Revenant sur le déroulement, lundi 9 novembre, de la séance d’installation de cette métropole après la suspension par le tribunal administratif de Marseille de deux arrêtés inter-préfectoraux fixant le nombre et la répartition des sièges de l’institution créée au 1er janvier 2016 par fusion de six intercommunalité, Maryse Joissains Masini dénonce le «contexte surréaliste» de l’élection de son président. «Aussi, écrit-elle à Manuel Valls, en l’état de ces décisions de justice, qui ont considéré en particulier qu’il y avait urgence à suspendre les arrêtés du 1er septembre 2015 et du 12 octobre 2015 compte tenu de l’imminence de la séance et de l’atteinte qu’ils sont susceptibles de porter aux conditions de représentation des communes, il était nécessaire de reporter l’élection du président.»
«En effet, poursuit-elle, si le juge a considéré qu’il ne pouvait pas suspendre un acte préparatoire, en l’occurrence, la convocation, il est compétent pour annuler les actes pris à l’occasion de cette séance.»
«Dans ces conditions, l’élection qui a suivi sera certainement invalidée. De fait, le président de la métropole, élu par moins de la moitié du corps électoral, sera privé de la légitimité indispensable à assurer le succès de cette métropole et à répondre à ses enjeux», précise-t-elle dans son courrier à François Hollande.
Face à l’insécurité juridique liée à la décision de tribunal administratif, qui a saisi, via le Conseil d’État, le Conseil constitutionnel d’une question prioritaire de constitutionnalité (QPC), « je vous réitère très solennellement, monsieur le Premier ministre, ma demande visant à différer la création de la Métropole Aix Marseille Provence d’une année en la renvoyant au 1er janvier 2017», écrit Maryse Joissains Masini.
Dénonçant auprès du Président de la République l’obstination du gouvernement à vouloir «imposer un projet dont la fragilité institutionnelle et technique, et désormais juridique, a été démontrée», le président de la Communauté du Pays d’Aix pointe «un mécanisme de péréquation inique» visant à «renflouer les caisses de ceux qui ont contribué à les vider depuis des années.»
«Dans l’avenir, cet échec annoncé sera le vôtre», prévient-elle. «Même les élus socialistes, il en reste, sont aujourd’hui déchaînés contre votre décision.

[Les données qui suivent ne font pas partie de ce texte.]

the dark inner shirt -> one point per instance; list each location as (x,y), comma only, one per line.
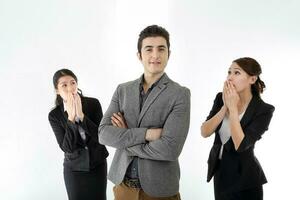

Quant aux Marseillais, ils auraient préféré que le gouvernement prenne toute la mesure de la faillite de Marseille et y remédie par des moyens appropriés plutôt que d’y répondre par des solutions technocratiques hors-sol», ajoute-t-elle.
«Monsieur le président, poursuit-elle, la solution pour sortir de cet imbroglio et de ce qui pourrait un jour devenir une affaire d’État, serait que nous puissions en terminer avec cette métropole incapable de faire gagner Marseille mais dangereuse pour les territoires appelés à fusionner.»
Et Maryse Joissains conclut : «Au nom de la sagesse inhérente à votre haute fonction, je vous invite à saisir l’opportunité offerte par le contentieux juridique qui hypothèque ces lois MAPTAM et NOTRe pour étudier les solutions alternatives qui ont émergé au cours du débat. Je vous suggère à cette occasion de n’écarter aucune hypothèse, comme la possibilité de créer non pas une, mais deux métropoles dans le département afin d’éviter l’écueil de la création d’un objet institutionnel trop grand avec ses 350 0000 hectares pour plus de 1,8 million d’habitants, incapable de concilier urbanité et ruralité».